Дорогой к княжне Марье Пьер не переставая думал о князе Андрее, о своей дружбе с ним, о различных с ним встречах и в особенности о последней в Бородине.
«Неужели он умер в том злобном настроении, в котором он был тогда? Неужели не открылось ему перед смертью объяснение жизни?» – думал Пьер. Он вспомнил о Каратаеве, о его смерти и невольно стал сравнивать этих двух людей, столь различных и вместе с тем столь похожих по любви, которую он имел к обоим, и потому, что оба жили и оба умерли.
В самом серьезном расположении духа Пьер подъехал к дому старого князя. Дом этот уцелел. В нем видны были следы разрушения, но характер дома был тот же. Встретивший Пьера старый официант с строгим лицом, как будто желая дать почувствовать гостю, что отсутствие князя не нарушает порядка дома, сказал, что княжна изволили пройти в свои комнаты и принимают по воскресеньям.
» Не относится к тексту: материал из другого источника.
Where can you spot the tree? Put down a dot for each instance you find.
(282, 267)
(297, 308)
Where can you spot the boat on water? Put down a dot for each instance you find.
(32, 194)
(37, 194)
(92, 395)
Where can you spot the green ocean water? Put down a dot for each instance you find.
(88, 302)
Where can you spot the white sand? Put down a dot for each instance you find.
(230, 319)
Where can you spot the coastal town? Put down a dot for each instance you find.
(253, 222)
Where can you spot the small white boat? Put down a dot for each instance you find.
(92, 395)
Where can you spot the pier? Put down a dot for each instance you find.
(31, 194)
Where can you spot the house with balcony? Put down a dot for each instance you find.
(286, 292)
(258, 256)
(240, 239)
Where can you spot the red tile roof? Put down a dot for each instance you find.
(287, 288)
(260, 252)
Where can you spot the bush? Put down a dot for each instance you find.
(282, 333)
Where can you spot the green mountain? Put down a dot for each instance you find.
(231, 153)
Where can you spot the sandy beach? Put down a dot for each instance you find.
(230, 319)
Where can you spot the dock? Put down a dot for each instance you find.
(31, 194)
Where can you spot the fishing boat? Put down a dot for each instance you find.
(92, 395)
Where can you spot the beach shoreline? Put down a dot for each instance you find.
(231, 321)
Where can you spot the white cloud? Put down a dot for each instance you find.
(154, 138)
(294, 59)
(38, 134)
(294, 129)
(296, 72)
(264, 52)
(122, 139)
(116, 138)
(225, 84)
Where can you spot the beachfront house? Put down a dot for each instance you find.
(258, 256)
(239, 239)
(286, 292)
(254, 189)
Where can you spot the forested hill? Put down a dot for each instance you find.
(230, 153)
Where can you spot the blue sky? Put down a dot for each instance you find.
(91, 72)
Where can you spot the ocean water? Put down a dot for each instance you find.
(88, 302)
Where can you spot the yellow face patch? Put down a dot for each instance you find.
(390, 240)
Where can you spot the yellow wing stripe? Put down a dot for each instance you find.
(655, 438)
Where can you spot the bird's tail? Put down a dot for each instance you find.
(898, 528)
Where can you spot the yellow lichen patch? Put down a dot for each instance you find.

– Доложи; может быть, примут, – сказал Пьер.
– Слушаю с, – отвечал официант, – пожалуйте в портретную.
Через несколько минут к Пьеру вышли официант и Десаль. Десаль от имени княжны передал Пьеру, что она очень рада видеть его и просит, если он извинит ее за бесцеремонность, войти наверх, в ее комнаты.
В невысокой комнатке, освещенной одной свечой, сидела княжна и еще кто то с нею, в черном платье. Пьер помнил, что при княжне всегда были компаньонки. Кто такие и какие они, эти компаньонки, Пьер не знал и не помнил. «Это одна из компаньонок», – подумал он, взглянув на даму в черном платье.